PDFs within AIP Logic Functions

ianferre · February 17, 2025, 12:25pm

Often I have the need to load a PDF to a Mediaset and then have the need to parse that PDF – I have to use OCR before passing to an LLM which feels like an unnecessary step.

Would like the feature to just use a PDF Mediaset directly in AIP logic just like I can with an image Mediaset.

aash · February 19, 2025, 6:56pm

Hi Ian, thanks for asking!

The way we currently have it set up in AIP Logic is to give users maximal flexibility in how PDF documents are passed to LLMs. They don’t generally accept PDF documents directly, and only accept plain text or images.

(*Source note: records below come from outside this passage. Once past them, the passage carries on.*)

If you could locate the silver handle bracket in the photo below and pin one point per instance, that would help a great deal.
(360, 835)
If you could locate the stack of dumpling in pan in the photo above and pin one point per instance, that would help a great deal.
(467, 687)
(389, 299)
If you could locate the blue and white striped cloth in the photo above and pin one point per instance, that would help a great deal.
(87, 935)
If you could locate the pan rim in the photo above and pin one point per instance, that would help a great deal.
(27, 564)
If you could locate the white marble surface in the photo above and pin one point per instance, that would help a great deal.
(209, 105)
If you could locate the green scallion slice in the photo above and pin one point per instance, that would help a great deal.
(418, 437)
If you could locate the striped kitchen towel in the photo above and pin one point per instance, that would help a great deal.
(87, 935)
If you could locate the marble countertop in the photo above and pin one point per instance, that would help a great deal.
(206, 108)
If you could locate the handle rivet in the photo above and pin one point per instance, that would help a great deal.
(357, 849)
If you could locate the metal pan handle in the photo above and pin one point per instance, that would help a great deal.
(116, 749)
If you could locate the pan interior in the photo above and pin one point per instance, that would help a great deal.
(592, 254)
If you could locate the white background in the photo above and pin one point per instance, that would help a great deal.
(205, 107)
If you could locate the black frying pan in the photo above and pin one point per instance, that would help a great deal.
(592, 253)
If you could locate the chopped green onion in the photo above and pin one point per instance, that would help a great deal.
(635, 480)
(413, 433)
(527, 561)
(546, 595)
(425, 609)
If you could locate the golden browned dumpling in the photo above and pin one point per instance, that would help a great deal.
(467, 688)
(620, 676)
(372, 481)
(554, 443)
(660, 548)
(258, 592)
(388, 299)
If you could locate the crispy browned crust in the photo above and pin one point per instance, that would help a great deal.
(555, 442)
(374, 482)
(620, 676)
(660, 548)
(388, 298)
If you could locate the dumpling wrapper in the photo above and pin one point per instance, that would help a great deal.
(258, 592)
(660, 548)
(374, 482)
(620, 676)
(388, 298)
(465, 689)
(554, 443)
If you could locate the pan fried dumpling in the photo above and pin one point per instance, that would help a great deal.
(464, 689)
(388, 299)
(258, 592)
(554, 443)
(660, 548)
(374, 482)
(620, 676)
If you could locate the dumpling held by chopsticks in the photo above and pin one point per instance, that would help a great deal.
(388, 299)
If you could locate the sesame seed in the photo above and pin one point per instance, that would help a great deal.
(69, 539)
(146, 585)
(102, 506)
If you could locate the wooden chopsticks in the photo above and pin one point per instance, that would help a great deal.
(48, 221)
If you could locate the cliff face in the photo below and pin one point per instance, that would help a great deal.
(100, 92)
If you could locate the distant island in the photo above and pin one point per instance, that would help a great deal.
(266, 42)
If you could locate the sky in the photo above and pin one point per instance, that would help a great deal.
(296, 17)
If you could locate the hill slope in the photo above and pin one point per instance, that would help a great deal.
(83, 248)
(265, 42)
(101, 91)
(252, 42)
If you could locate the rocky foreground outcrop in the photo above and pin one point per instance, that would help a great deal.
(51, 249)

There are a bunch of choices to make in how to pass the PDF to the LLM in different scenarios:

OCR to get plaintext? Or render as an image? Or both?
For plaintext, might want structured text with markdown-style headers or html/xml structure.
How should any tables/images/figures/charts be passed?
For rendering as an image:
1. what image format to use? JPG/PNG/TIFF etc have different sweet spots
2. what dots per inch (dpi) to use? PDF documents have metadata about DPI, but we’ve seen it be incorrect and too high or too low for how much detail is in the document
3. how should the resulting image be downscaled? LLMs have a maximum resolution of image they support
4. should the document be 1 image per page, or an image for each visual “thing” on the page? That requires running a model for image detection.
for OCR, there are different models with different configuration settings you might want to use. Some are optimized for certain languages/scripts, some do better with structured layouts vs top-to-bottom text, etc.

Hope that helps with why we have the extra step for how documents are passed into LLMs, as compared to images which can be fed directly in.

That said, we’re always looking for ways to make workflows cleaner and simpler. So if you have any ideas on how to make this better, please let us know!

For example, maybe some sort of “Format document for LLM” board with toggles/options for the above choices that gets inserted when referencing a document in the Use LLM board’s prompt field. I think we do something similar for formatting object sets.

bkaplan · February 20, 2025, 3:24pm

One thing you can use is the convert document page to image. This will allow you to turn the PDF into an image format which can then be passed to various LLM vision models.

system · March 22, 2025, 3:24pm

This topic was automatically closed 30 days after the last reply. New replies are no longer allowed.